After deregulation and auctioning of electricity in California, Texas gas suppliers started cutting off naturual gas during peak hours. It lead to wildly increasing electrical bills and rolling black outs. Certain companies gamed the system by pledging to supply more power per hour than the transmission lines. They ended up winning contracts for power because they artificially lowered their price per unit of power.
There is a place and time for the government to intervene and a time for them to stay away. I am a limited government guy. Ron Paul on the other hand claims to be a no government guy. I don't think it meshes with his record though.
Ron Paul insists that through tort laws regarding private property, polluters could be stopped. Tell me who has the money to take Exon, Koch Oil, Dupont, or some other company that large to court?
In 2005 Ron Paul introduced a bill that would have allowed cities to ban atheist from holding office. The bill states that seperation of church and state does not extend to cover states and cities.
In 2007 he said that if the Civil Rights Act came up again he would vote against it.
In 1999 he suported a bill that denies gay couples in DC the right to adopt a child.
He talks about ending entitlements. Yet in 2004 he voted to replace taxes breaks labelled as illegal trade subisidies by the WTO with $140 billion in new tax breaks. The bill ensured that the government kept subsidizing big business. The bill also included buy outs for Tobacco farmers. It had a $9.6 billion allowance for encouraging tobacco farmers to change crops. A bit of social engineering meant to lower the amount of tobacco in supply and increase prices.

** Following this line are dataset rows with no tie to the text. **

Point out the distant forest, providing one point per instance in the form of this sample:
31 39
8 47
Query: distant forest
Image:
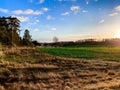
10 32
10 35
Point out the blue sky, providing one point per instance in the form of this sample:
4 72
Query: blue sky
66 19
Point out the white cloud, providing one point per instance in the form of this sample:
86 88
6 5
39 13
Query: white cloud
41 1
84 11
27 12
117 8
102 21
35 30
3 10
113 14
54 29
18 12
95 0
65 13
45 9
67 0
23 19
49 17
30 1
75 9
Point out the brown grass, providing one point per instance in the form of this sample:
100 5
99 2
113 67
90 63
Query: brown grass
28 69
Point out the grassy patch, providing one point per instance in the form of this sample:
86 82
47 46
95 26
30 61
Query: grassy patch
104 53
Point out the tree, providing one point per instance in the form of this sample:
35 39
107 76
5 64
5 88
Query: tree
55 39
27 38
9 28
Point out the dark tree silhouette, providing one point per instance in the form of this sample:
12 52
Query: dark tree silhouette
9 28
27 38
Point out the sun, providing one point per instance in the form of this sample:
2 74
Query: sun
117 34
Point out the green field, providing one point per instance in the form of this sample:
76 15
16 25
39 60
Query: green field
103 53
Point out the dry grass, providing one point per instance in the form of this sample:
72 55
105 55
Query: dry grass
28 69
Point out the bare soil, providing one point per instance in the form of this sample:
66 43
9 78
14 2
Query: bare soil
28 69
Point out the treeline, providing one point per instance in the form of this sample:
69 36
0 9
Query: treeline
85 42
10 32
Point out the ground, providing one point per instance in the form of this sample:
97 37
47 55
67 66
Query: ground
29 69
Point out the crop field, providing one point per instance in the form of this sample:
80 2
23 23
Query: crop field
102 53
31 69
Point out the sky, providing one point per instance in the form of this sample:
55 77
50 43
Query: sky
69 20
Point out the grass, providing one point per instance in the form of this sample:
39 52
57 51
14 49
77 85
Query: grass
29 69
104 53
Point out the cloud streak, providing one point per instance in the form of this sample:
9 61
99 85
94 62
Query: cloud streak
27 12
3 10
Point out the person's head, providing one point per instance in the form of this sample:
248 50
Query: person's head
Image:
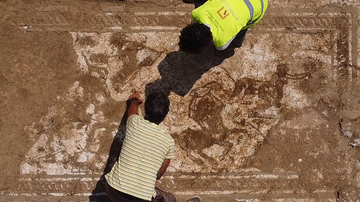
156 107
194 38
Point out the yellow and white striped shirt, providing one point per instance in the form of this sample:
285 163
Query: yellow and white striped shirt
145 148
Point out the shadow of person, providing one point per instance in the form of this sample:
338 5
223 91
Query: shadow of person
179 70
98 194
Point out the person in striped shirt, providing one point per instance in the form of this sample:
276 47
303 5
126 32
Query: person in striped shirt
145 154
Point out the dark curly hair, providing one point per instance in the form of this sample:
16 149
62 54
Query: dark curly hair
194 38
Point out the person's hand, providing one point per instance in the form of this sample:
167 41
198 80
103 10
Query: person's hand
135 95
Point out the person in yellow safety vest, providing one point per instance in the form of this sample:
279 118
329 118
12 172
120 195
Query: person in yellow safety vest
222 21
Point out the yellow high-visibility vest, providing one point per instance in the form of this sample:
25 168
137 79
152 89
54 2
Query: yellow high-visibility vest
227 17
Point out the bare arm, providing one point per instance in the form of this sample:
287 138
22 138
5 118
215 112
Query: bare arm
134 103
163 168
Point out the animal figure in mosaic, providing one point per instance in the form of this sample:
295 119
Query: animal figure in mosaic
239 112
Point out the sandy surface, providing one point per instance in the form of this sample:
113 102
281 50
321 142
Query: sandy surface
279 120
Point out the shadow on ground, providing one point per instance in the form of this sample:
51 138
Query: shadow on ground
179 70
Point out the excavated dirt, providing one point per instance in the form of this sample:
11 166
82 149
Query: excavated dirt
288 101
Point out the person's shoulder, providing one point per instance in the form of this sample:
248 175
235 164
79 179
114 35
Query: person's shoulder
134 117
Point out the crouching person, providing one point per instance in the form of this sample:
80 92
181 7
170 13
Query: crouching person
145 154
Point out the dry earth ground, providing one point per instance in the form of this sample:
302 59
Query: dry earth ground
278 121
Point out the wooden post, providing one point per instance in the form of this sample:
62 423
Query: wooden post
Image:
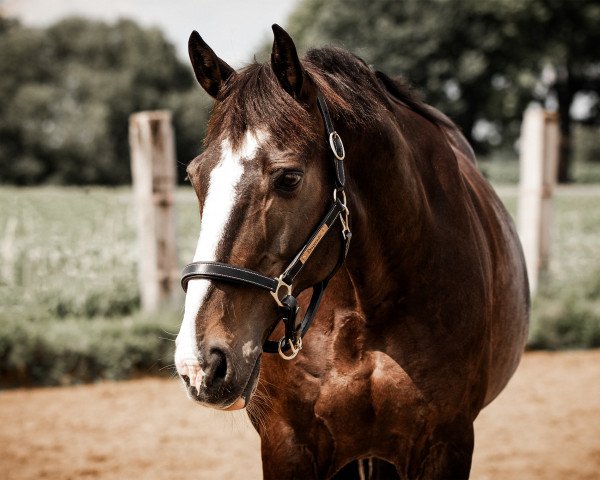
7 253
152 148
538 165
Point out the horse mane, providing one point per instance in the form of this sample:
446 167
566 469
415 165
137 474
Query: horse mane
354 94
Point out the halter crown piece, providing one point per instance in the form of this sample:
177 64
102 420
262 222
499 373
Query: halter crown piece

He voted against vouchers for DC public schools. However, he voted for a tax write off if you send your kid to private school. In other words if you can afford $10,000+ for your kid to attend private school you deserve a $3,000 tax credit. If you can't, tough. He doesn't want to truly bring free markets to schools. Vouchers would ensure that a student could use the money government spends on them to shop for a better education. They could take that money to any school and offset the cost of a better education. Heck private schools could open and compete to run a better school for the same price as public schools. That idea of the free market doesn't work for Ron when it comes to public education. In fact at one time he ran on abolishing public education.
He voted no on tax incentives to create green energy. Yet he voted to supply billions in subsidies for big businesses to export goods. While he was voting against green energy he voted no to ending subsidies for oil and gas exploration. Isn't it hypocritical to say that we can't subsidize green energy, but we can subsidize oil exploration. I'm no enviromentalist, hey I hate being forced to recycle, but a little intellectual honesty goes a long way.
Ron Paul talks a good game. I even agree with him on foreign policy, the federal reserve, and other issues. I just don't think people truly understand where he is coming from, or his definition of the free market.
I believe that freer markets tend to work best. I also believe that to some extent the government does have to intervine to protect the citizen.
I'm not an Athiest nor am I extremely religous but I think Ron Paul is right in this regard, to be elected into office you have to be sworn in and place your right hand on a bible, now if you don't believe in God then what purpose does it serve by placing your right hand on the bible with God as your witness. I'm tired so maybe this sounds wierd but I feel they have no right being sworn in at all if they do not believe in God then they should not be allowed in office if there only gonna lie to the God that they do not believe in. It just doesn't seem right to me.